…Деревья и ограды Уходят вдаль, во мглу. Одна средь снегопада Стоишь ты на углу…
И много. И евангельский цикл. Наверное, потому и нельзя на руки выдать, но почему-то нужно доказательство, что я читала и письмо на двенадцать страниц, и стихи – всю зеленую книжечку.
– На руки нет распоряжения отдавать… – бормочет мне «кум», а я все прошу – отдайте, отдайте…
Значит, чье-то распоряжение? Кто-то занимается нашим делом? Боря пишет – «хлопочем и будем хлопотать!».
Как же меня обокрали, не отдали этого письма, проклятые! Сижу долго, ночь на исходе, возвращаюсь под бледными рассветными звездами. Не ложусь, стараюсь рассмотреть свое лицо в обломок старого зеркала. Глаза, правда, еще голубые, но так погрубело лицо, и с носа слезает три шкуры. Вот так красавица. И зуб сломан сбоку. А ведь Боря пишет мне нежной и прежней: «Тебе, моя прелесть, в ожидании пишет твой Боря…» А тут еще год – и я старуха.
Боже! Уже скоро развод, впереди жаркий, беспощадный день, конвой, башмаки сорок четвертого, агрономша Буйная…
Но теперь можно терпеть.
Я соображаю, что со мной не все так просто. Что Боря не дает им покоя, моим мучителям, а они не знают, что с нами делать. Боря пишет: «Я прошу их, если есть у нас вина, то она моя, а не твоя. Пусть они отпустят тебя и возьмут меня. Есть же у меня какие-то литературные заслуги…»
Вспоминаю, как на каждый стук на дворе Лубянки Семенов говорил с улыбкой:
– Слышите? Это Пастернак сюда стучится.
И уверял, что Пастернак сознает вину перед родиной, раз уж пишет: «Если я виноват, заберите меня!» И сейчас то же пишет. И ясно, что всесильный Комитет делает какие-то нам исключения… Но в руки стихов не было распоряжения отдавать! А читать – было! И все двенадцать страниц любви, тоски, ожиданий, обещаний, и каких стихов – все остается у «кума». Но что ж!
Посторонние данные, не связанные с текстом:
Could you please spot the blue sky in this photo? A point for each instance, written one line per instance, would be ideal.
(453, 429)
Пролетели журавли над Потьмой, и можно найти силы после бессонной ночи идти на развод, жаться «стукачкой» под осуждающими взглядами «спидниц». Предстоит счастливый день, а вечером усну, и дай бог увидеть во сне журавлей!
Большие и всякие птицы снятся к свободе…
Письма
Я вынесла из лагеря записку и четыре открытки от Бори. Записка была вложена в письме от четвертого ноября пятьдесят второго года:
Но Б. Л. писал, и не раз. Только письма его не доходили: «Не положено писать не ближним родственникам». Тогда он стал писать от имени мамы. Эти открытки смешили и очаровывали меня – трудно было даже вообразить, что моя мама, при ее складе характера, могла писать такие поэтические и такие сложные письма.
На всех стоит мой тогдашний адрес: ст. Потьма Мордовской АССР, поселок Явас, п/я 385/13, О. В. Ивинской – и адрес отправителя: Москва, Потаповский пер, 9/11, кв. 18, от Марии Николаевны Костко.
[14]
Мои лагерные годы были тяжелыми и для Б. Л. Он взвалил на себя все заботы о моей семье, хотя возможностей у него было совсем немного. Без него мои дети просто не выжили бы.
Вскоре после моего ареста с Б.Л. случился инфаркт. Ему тогда едва исполнилось шестьдесят лет, а ведь здоровье, и моральное, и физическое, он имел необычайно крепкое.